One In 5 Australian Workers Admits Being Drunk On The Job

Construction workers with beer

The next time you’re watching Parliament and wondering if the MPs are drunk, you have a 20% chance of being right according to a poll conducted by the Australian Drug Foundation (ADF).

A survey of 1000 Victorians found that nearly one in five employees admitted working while under the influence of alcohol, while 40% said they’d headed off to work still feeling the effects of alcohol.

One in five also said they had taken a day off work because of their hangover.

An Australian Institute of Criminology study last year put a $6 billion price tag on lost productivity to Australian business from alcohol and drugs. Alcohol contributes to 5 per cent of all Australian workplace deaths and 11 per cent of accidents.

And while some businesses have strong drug and alcohol testing regimes, Australian Drug Foundation head of workplace services Phillip Collins said the solution was not zero tolerance, but better education.

“Research is not showing that drug testing has a big or positive impact that. We need to be looking at whole spectrum of workplace culture and education, rather than expecting the big stick of taking a drug test to address the issue,” he said.

“You can have drug testing in place, but a business also has to ask where else can we put in protective measures.”

Collins pointed to a recent example of two mates, aged 28 and 29, at a Western Australia mine site, who are now both dead after an alcohol-fuelled fight, despite strict policies at the site.

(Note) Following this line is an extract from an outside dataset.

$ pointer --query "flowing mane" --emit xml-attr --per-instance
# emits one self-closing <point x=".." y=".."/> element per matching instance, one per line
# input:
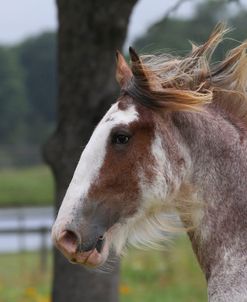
<point x="188" y="83"/>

One man died after he was allegedly punched by his friend and fell and hit his head. The other man is believed to have subsequently taken his own life.

The coroner is now investigating, but it’s believed the fight occurred during shift change – when day shift workers have a 24-hour break before starting night shift.

Workers often go hard on the grog believing they’ll have a enough time to dry out before returning to the job, but Collins says that his organisation has regularly seen the “next day effect” as people who’ve been on a bender make poor decisions at work the next day.

Many mistakenly think they can sleep off the booze, but alcohol stays in the system longer than most realise. It’s one reason why you find police conducting random breath tests at 9am.

“You may not feel like you’re over the limit, but you may be up to twice the limit, despite feeling refreshed. Seven schooners take 17 hours to get completely out of your system and 7 schooners is not a huge amount,” Collins said.

He argues don’t realise the hidden costs and risks.

“Alcohol affects a person’s concentration, coordination, decision making ability and slows reaction times. These can have implications for workplace safety and productivity.”

Education is the key, Collins says, especially to address myths around alcohol. But he’s not an advocate for abstinence.

A glass of wine with lunch, especially if entertaining is part of your job, is fine. “But don’t have 10 glasses,” he said.

“We’re not saying don’t drink, we’re saying be responsible and know the effects,” Collins said.

“Businesses need to put their energy around education and making sure culture is right and entire organisation is on board,” he said.